O Ministério Público Federal no Rio Grande do Sul entrou com Ação Civil Pública por meio da qual requer que o Hospital das Clínicas de Porto Alegre atenda apenas os pacientes encaminhados por meio do Sistema Único de Saúde, o SUS. A ação tem pedido de antecipação de tutela.

O hospital é uma instituição pública federal, mas atende também pacientes particulares e de convênios privados. De acordo com o MPF, essas pessoas têm mais benefícios em relação aos serviços do hospital e acomodações diferenciadas. Por isso, o MP requer que todos os leitos do hospital e os procedimentos médicos sejam destinados para o atendimento público.

O processo corre na Justiça Federal. As procuradoras da República Ana Paula Carvalho de Medeiros e Suzete Bragagnolo afirmam que em 2004 os ministérios da Saúde e da Educação editaram a Portaria MEC/MS 1.000/04, instituindo novos requisitos para rede hospitalar, com a previsão de benefícios financeiros. Mas, para receber os benefícios, os hospitais têm prazo de quatro anos para se dedicar exclusivamente ao serviço público.

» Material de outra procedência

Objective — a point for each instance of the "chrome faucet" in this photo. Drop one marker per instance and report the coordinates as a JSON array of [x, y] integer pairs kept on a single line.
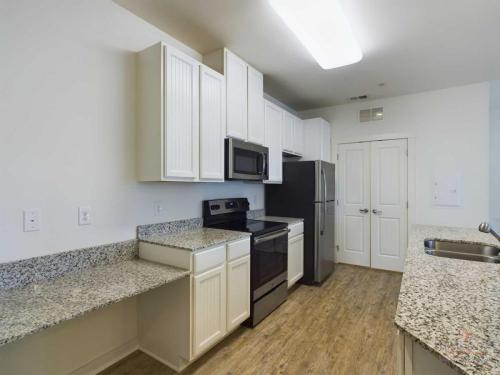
[[486, 228]]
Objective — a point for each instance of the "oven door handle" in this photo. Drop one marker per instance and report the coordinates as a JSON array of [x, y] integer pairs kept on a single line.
[[271, 236]]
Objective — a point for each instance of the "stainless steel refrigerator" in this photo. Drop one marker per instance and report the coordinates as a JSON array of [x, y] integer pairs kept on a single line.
[[308, 191]]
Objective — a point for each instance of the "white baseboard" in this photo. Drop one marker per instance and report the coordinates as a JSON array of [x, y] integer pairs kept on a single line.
[[166, 363], [106, 360]]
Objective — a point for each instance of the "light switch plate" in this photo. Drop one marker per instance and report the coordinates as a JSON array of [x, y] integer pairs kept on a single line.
[[159, 209], [84, 217], [32, 219]]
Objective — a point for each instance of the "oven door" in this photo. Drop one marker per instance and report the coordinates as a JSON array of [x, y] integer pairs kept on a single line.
[[269, 255], [245, 161]]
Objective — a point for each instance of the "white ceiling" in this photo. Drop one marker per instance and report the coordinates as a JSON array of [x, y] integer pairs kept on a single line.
[[410, 45]]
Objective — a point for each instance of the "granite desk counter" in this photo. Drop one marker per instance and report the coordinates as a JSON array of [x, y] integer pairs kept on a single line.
[[37, 306], [194, 239], [451, 306]]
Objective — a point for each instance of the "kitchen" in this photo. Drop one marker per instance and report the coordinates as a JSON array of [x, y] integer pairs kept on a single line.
[[111, 256]]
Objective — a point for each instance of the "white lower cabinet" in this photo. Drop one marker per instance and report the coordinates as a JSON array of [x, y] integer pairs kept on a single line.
[[184, 319], [295, 259], [209, 308], [238, 287]]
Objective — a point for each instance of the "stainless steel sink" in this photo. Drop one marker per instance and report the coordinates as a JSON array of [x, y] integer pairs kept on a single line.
[[462, 250]]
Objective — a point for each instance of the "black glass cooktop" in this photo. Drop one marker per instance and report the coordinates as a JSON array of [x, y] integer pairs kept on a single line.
[[256, 227]]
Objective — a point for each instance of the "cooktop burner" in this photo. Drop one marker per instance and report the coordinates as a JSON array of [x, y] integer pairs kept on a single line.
[[256, 227]]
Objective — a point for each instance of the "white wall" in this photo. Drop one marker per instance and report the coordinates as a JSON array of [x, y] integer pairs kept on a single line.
[[67, 109], [451, 130], [495, 154]]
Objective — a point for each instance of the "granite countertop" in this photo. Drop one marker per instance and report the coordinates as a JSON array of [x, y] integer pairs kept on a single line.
[[279, 219], [37, 306], [452, 306], [194, 239]]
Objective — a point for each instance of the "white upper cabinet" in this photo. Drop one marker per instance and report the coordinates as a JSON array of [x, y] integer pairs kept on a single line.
[[181, 135], [317, 140], [288, 122], [212, 124], [273, 123], [236, 90], [298, 136], [255, 106], [168, 115], [244, 96], [326, 137], [292, 134]]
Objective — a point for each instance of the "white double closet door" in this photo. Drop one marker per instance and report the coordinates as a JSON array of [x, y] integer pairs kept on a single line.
[[373, 203]]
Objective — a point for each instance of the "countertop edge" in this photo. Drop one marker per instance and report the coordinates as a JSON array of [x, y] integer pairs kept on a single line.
[[440, 356]]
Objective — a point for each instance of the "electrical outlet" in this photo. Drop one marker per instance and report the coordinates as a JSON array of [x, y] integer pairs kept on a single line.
[[159, 209], [84, 217], [32, 219]]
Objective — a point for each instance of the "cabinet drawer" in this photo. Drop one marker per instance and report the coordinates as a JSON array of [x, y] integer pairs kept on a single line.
[[296, 229], [238, 249], [209, 259]]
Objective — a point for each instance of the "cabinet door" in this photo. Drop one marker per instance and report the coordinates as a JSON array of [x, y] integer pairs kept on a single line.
[[273, 124], [181, 116], [238, 292], [236, 93], [288, 123], [255, 106], [212, 124], [298, 136], [209, 308], [326, 140], [295, 259]]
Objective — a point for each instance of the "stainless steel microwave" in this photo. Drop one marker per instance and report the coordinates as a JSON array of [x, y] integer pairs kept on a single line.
[[246, 161]]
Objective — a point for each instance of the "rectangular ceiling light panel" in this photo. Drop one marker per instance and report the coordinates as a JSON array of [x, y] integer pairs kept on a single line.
[[322, 28]]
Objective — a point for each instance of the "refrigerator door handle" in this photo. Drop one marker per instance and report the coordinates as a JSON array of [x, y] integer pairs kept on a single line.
[[324, 184]]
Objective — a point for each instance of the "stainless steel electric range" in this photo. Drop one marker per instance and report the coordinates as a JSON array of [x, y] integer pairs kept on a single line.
[[268, 253]]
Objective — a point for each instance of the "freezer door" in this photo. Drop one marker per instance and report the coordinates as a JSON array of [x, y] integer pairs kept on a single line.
[[325, 181], [329, 176], [324, 240]]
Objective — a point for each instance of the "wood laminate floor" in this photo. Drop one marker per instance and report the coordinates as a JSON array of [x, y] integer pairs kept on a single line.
[[343, 327]]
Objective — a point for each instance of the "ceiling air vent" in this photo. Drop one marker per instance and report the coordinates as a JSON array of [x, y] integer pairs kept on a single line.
[[372, 114], [360, 97]]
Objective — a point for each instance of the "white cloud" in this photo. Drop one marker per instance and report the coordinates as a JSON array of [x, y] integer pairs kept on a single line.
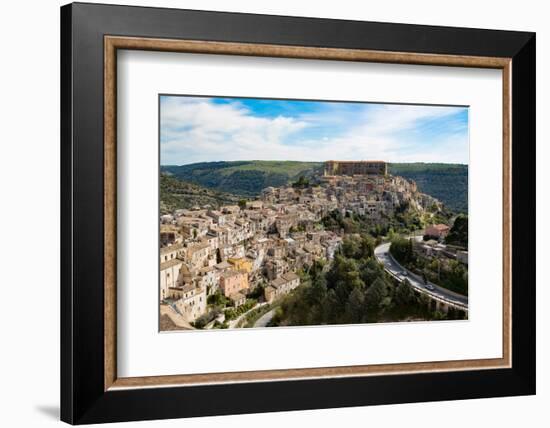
[[220, 131], [196, 130]]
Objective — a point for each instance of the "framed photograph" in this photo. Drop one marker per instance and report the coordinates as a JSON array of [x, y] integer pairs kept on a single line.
[[267, 213]]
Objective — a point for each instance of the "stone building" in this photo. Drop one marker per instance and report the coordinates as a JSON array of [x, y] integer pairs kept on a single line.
[[233, 281]]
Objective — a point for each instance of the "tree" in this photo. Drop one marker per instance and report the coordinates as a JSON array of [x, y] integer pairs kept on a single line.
[[458, 235], [402, 250], [375, 294], [370, 271], [355, 307]]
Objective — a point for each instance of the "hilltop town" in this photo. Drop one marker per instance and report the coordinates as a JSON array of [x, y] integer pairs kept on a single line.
[[258, 247]]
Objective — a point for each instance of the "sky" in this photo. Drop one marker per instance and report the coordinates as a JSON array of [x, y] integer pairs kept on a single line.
[[206, 129]]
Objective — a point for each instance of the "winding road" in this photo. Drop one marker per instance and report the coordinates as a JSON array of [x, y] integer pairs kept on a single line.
[[263, 321], [382, 254]]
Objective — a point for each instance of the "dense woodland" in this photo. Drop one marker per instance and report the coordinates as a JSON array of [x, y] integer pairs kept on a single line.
[[354, 289], [176, 194]]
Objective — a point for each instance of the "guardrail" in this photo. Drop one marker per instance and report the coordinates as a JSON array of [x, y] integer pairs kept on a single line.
[[441, 299]]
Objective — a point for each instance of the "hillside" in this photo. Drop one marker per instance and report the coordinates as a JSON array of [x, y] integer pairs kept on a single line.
[[446, 182], [246, 178], [177, 194]]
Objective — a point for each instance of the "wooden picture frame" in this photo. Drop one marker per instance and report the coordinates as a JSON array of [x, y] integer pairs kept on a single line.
[[91, 390]]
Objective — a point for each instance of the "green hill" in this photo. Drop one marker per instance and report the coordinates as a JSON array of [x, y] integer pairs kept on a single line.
[[177, 194], [446, 182], [246, 178]]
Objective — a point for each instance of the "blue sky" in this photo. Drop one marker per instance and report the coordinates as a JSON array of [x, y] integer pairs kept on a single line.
[[203, 129]]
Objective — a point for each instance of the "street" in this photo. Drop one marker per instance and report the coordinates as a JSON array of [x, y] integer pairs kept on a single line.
[[382, 254]]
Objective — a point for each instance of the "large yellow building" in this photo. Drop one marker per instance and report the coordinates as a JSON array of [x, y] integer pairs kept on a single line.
[[241, 263], [355, 168]]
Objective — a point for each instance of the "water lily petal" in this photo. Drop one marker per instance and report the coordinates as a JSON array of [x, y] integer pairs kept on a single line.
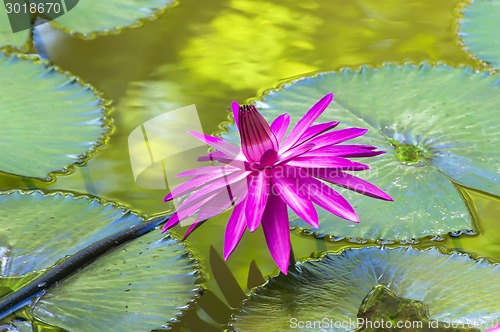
[[286, 189], [349, 181], [186, 210], [277, 231], [234, 229], [236, 108], [258, 193], [218, 143], [327, 162], [226, 184], [295, 152], [256, 135], [338, 136], [316, 130], [307, 120], [198, 182], [280, 126], [319, 193]]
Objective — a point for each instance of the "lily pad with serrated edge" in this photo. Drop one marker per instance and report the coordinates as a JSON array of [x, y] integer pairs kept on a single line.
[[479, 30], [37, 229], [17, 40], [89, 18], [49, 120], [138, 286], [436, 125], [455, 288]]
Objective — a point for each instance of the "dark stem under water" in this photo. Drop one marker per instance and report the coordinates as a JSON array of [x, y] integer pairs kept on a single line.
[[16, 300]]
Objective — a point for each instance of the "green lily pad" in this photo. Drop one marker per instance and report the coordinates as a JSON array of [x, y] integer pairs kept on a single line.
[[479, 30], [90, 17], [18, 40], [49, 120], [435, 123], [138, 286], [337, 289]]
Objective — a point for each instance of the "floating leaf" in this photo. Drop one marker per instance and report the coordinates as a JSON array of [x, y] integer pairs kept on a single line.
[[50, 120], [137, 286], [18, 40], [454, 287], [435, 124], [34, 225], [89, 17], [479, 30]]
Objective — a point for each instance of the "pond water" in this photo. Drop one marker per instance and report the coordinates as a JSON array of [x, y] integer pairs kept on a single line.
[[208, 53]]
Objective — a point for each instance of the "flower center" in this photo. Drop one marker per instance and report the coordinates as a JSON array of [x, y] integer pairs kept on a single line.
[[410, 154]]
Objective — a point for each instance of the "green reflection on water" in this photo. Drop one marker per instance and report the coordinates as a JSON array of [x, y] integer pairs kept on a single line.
[[211, 52]]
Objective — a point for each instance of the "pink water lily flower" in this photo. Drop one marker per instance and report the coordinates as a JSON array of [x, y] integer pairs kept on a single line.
[[270, 173]]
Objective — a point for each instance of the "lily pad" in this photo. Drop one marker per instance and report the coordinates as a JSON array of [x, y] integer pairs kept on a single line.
[[90, 17], [49, 120], [140, 285], [435, 123], [479, 30], [337, 289], [18, 40]]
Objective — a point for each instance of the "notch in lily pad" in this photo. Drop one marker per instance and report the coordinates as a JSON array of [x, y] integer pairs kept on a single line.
[[435, 124]]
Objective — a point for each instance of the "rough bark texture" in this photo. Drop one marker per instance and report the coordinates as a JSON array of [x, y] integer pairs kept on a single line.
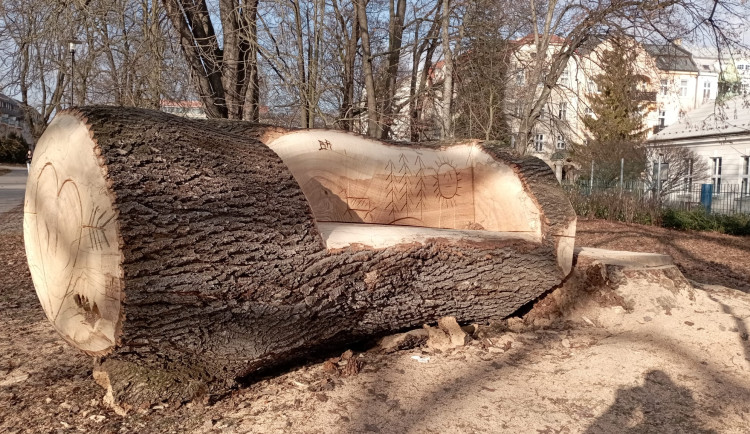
[[225, 272]]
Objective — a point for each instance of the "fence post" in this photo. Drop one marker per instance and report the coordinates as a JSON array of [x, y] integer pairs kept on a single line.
[[706, 194]]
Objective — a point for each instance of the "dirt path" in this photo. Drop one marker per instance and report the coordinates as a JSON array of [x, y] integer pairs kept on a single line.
[[673, 359]]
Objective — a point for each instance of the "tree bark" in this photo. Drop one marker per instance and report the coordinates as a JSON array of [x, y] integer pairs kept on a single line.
[[186, 254]]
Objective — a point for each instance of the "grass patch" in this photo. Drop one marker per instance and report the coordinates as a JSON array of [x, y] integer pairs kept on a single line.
[[699, 220]]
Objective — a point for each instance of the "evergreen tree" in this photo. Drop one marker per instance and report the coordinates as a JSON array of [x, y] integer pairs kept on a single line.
[[616, 128]]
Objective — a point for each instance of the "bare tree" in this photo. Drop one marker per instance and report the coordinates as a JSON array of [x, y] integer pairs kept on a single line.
[[226, 73], [558, 28]]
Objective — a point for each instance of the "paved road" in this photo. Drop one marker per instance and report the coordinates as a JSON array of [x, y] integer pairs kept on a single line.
[[12, 188]]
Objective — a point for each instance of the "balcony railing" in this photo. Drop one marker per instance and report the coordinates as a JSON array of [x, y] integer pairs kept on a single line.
[[646, 96]]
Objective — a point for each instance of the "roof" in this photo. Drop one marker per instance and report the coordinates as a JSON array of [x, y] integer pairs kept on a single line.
[[710, 119], [671, 57], [529, 39]]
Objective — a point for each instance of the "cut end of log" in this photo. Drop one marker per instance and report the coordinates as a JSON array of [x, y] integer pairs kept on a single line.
[[72, 238]]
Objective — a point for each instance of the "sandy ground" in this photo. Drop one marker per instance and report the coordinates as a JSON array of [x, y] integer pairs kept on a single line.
[[657, 354], [703, 256]]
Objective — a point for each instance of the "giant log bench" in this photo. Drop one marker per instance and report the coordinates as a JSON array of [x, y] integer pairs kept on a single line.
[[185, 254]]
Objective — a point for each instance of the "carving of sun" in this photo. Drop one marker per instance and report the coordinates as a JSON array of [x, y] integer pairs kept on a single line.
[[447, 178]]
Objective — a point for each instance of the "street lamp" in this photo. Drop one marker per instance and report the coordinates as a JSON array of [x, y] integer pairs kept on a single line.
[[658, 176], [72, 48]]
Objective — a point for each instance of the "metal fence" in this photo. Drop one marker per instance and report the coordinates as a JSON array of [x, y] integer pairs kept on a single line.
[[730, 199]]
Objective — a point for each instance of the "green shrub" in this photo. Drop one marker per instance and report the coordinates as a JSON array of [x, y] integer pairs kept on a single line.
[[700, 220]]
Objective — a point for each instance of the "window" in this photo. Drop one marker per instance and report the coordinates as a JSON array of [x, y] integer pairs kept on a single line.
[[661, 174], [688, 178], [539, 142], [564, 77], [716, 174], [664, 87], [591, 86], [560, 142]]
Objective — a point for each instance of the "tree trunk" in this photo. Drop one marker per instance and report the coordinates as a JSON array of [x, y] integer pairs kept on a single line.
[[186, 254], [446, 117], [373, 124]]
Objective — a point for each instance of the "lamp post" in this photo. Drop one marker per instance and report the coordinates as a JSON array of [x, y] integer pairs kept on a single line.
[[72, 48]]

O Hospital das Clínicas e o Município de Porto Alegre firmaram contrato no mesmo ano. De acordo com o Ministério público Federal, o hospital recebe benefícios financeiros previstos na Portaria e no contrato, mas não tem atendimento público exclusivo. As procuradoras da República também sustentam que há carência de leitos para internação hospitalar, extensas listas de espera para a realização de exames e, especialmente, cirurgias pelo SUS.E ainda destacam que no setor de radiologia do Clínicas, o paciente do SUS leva de seis a oito meses para ser atendido.

Ana Paula e Suzete discordam da alegação de que o “privado sustenta o público”, pois “os procedimentos pagos por convênios e particulares garantem alguma remuneração ao réu, mas a que preço: o privado serve-se da estrutura pública do hospital, que é custeada por quantidade de recursos públicos incomparavelmente superior”.